The authors’ research related to this topic has been supported by the National Institute on Drug Abuse of the National Institutes of Health under award numbers R01DA031718 (M.L.B.), R01DA033364 (M.L.B. and S.S.N.), and R01DA026946 (S.S.N.). The content is solely the responsibility of the authors and does not necessarily represent the official views of the National Institutes of Health. We also acknowledge the artistic assistance of Megan Jo Moerke.

Glossary

Concurrent schedule of reinforcement

one category of reinforcement schedules where two different schedules of reinforcement are presented to the organism simultaneously or concurrently. Responding on one operant manipulandum to obtain one of the concurrently available reinforcers implies a ‘choice’ and subsequent forfeiture of the other reinforcer available during that particular experimental trial or session.

Consequent stimulus (SC)

one category of stimuli in operant terminology; defined as a stimulus whose presentation follows a response.

Delay discounting

a theoretical framework that relates the effectiveness of a consequent stimulus to function as a reinforcer with the delay to its presentation, such that the reinforcing effectiveness of a consequent stimulus decreases as a function of the delay to its presentation. Delay-discounting procedures utilize concurrent schedules of reinforcement.

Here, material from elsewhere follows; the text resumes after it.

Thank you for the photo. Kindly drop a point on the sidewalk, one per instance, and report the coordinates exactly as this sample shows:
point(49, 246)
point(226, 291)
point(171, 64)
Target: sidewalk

Discriminative stimulus (SD)

another category of stimuli in operant terminology. These stimuli are usually visual or auditory based, but may represent any environmental stimulus, including drug-induced stimuli. These stimuli are correlated with the availability of a consequent stimulus and, thus, are presented before a response.

Elastic demand

consumption of a commodity (e.g., abused drug or food) is sensitive to price changes. As the price of a commodity increases, commodity consumption decreases.

Inelastic demand

consumption of a commodity (e.g., abused drug or food) is relatively insensitive to price changes. As the price of a commodity increases, commodity consumption does not decrease across a broader range of prices.

Reinforcing stimulus (SR)

one category of consequent stimuli; defined as a stimulus in which its presentation following a response increases the probability that the response will recur.

Schedule of reinforcement

the experimental parameters programmed by the investigator to establish the relation between the response and the presentation of a reinforcing stimulus. For example, a fixed-ratio ten schedule of intravenous heroin reinforcement indicates that ten consecutive responses on the operant manipulandum are required for delivery of an intravenous heroin injection.